Over the years, travelers have been repeatedly warned to avoid public Wi-Fi in places like airports and low shops. Airport WiFi particularly is taken into account a hacker honeypot on account of typically relatively lax security measures. But while many individuals know to avoid free Wi-Fi, it’s proving just as compelling to travelers because it is to hackers, who are actually updating an old cybercrime tactic to make the most.
A Arrest in Australia Over the summer, alarm bells rang within the US that cybercriminals were finding latest ways to make the most of so-called “evil twin” attacks. Also classified right into a kind of cybercrime called “man-in-the-middle” attacks. evil twins occurs when a hacker or hacker group sets up a fake Wi-Fi network, often in public areas where many users can connect.

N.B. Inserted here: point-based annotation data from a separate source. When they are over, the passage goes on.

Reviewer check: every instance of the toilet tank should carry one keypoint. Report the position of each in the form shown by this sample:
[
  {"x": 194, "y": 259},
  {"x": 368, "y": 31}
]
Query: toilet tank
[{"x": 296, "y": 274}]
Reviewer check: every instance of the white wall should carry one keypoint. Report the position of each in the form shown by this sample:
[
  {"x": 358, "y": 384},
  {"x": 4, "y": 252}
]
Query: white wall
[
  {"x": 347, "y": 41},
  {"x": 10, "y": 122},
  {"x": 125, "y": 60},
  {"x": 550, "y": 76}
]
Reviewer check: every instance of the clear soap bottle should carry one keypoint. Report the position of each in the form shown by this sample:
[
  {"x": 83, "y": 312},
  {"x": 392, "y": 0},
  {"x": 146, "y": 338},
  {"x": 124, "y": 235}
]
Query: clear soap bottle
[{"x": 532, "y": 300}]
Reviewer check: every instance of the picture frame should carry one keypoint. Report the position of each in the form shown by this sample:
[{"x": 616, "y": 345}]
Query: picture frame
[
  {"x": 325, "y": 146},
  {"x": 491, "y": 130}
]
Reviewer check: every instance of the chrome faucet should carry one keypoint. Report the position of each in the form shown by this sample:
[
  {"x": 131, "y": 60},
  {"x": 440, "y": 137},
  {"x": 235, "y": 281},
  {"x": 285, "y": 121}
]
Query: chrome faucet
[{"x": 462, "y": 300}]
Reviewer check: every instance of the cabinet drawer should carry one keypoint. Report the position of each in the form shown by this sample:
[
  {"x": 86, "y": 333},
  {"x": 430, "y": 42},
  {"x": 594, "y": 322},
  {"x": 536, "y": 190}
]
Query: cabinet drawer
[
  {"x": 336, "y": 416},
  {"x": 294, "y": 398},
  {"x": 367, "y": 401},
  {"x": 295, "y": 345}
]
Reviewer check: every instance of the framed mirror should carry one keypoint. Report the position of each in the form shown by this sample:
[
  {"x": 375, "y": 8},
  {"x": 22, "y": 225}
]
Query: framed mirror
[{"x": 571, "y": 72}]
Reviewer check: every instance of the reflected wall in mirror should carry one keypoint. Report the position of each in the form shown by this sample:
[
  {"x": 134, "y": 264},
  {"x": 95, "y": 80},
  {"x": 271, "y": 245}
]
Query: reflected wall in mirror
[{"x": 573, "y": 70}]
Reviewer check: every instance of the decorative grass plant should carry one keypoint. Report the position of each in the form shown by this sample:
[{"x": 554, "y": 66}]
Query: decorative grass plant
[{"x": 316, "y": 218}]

In this case, an Australian was accused of carrying out a Wi-Fi attack on domestic flights and airports in Perth, Melbourne and Adelaide. He is claimed to have arrange a fake Wi-Fi network to steal email or social media credentials.
“As the general population becomes more accustomed to free Wi-Fi everywhere, expect evil twin attacks to become more common,” said Matt Radolec, vp of incident response and cloud operations at data security firm Varonis, adding that nobody reads them General terms and conditions or check the URLs within the free WiFi.

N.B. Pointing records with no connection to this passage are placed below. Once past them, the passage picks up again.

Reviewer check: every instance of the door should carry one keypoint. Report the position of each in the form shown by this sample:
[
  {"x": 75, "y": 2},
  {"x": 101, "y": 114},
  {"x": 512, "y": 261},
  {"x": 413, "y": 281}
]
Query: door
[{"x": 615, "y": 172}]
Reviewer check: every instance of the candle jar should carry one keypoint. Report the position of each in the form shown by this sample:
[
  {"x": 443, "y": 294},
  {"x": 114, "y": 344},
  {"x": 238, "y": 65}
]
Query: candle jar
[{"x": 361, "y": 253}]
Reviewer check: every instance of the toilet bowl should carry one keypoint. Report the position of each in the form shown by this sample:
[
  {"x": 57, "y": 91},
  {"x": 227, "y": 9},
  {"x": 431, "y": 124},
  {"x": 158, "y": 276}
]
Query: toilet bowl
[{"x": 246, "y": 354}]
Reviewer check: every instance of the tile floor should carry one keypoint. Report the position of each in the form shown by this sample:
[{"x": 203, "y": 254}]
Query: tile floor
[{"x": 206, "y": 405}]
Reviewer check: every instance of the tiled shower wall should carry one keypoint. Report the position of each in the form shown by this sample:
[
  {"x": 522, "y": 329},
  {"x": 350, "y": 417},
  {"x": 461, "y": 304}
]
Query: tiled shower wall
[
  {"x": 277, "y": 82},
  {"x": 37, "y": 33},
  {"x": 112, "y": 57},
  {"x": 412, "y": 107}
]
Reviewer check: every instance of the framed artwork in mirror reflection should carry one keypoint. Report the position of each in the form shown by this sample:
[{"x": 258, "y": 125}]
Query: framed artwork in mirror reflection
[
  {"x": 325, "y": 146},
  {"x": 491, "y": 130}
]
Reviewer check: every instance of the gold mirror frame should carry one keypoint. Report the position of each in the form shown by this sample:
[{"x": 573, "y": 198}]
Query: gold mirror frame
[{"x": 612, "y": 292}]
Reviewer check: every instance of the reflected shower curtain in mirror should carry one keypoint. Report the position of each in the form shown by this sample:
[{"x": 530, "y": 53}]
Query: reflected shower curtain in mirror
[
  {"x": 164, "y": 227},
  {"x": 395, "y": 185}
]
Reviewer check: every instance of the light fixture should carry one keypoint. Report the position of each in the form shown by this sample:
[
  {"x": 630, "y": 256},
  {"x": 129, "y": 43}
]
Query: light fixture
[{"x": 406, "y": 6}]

“It's almost a game to see how quickly you can click 'Accept' and then 'Sign In' or 'Connect.' “That’s the trick, especially when visiting a new location; a user may not even know what a legitimate website should look like when presented with a fake website,” Radolec said.

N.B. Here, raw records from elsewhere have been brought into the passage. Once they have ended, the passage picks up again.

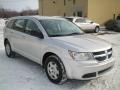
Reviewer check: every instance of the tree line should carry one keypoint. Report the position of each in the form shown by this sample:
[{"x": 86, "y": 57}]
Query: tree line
[{"x": 6, "y": 13}]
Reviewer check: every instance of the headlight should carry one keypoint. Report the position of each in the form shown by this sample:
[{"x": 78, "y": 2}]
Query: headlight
[{"x": 80, "y": 56}]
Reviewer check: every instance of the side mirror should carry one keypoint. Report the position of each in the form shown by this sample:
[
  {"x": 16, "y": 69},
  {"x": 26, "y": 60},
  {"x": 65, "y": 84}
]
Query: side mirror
[{"x": 37, "y": 34}]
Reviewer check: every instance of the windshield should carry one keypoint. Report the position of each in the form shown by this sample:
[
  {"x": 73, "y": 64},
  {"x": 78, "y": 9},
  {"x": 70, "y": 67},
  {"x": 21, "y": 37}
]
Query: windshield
[
  {"x": 56, "y": 28},
  {"x": 81, "y": 20}
]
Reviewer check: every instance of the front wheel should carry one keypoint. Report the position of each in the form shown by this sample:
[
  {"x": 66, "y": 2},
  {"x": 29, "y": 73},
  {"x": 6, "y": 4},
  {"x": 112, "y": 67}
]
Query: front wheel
[
  {"x": 97, "y": 29},
  {"x": 55, "y": 70},
  {"x": 8, "y": 50}
]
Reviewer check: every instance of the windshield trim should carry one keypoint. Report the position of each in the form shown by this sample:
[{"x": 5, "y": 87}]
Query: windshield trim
[{"x": 70, "y": 34}]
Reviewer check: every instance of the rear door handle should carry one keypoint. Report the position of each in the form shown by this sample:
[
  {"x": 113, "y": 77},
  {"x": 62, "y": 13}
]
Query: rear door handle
[{"x": 11, "y": 31}]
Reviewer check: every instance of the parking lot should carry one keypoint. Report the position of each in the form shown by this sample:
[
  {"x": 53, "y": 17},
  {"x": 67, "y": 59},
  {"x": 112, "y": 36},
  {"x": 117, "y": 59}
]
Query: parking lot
[{"x": 22, "y": 74}]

Today's “evil twins” can hide more easily
One of the hazards of today's TWIN attacks is that the technology is way easier to obfuscate. An evil twin could be a tiny device hidden behind a display in a coffee shop, and the small device can have a big impact.
“A device like this can provide a convincing copy of a valid login page that could prompt unwary device users to enter their username and password, which would then be collected for future exploitation,” said Cincinnati-based IT consultant Brian Alcorn.
You don't even have to register on the web site. “Once you enter your information, the deed is done,” Alcorn said, adding that a stressed-out, drained traveler would probably just think the airport Wi-Fi was having problems and never give it some thought again.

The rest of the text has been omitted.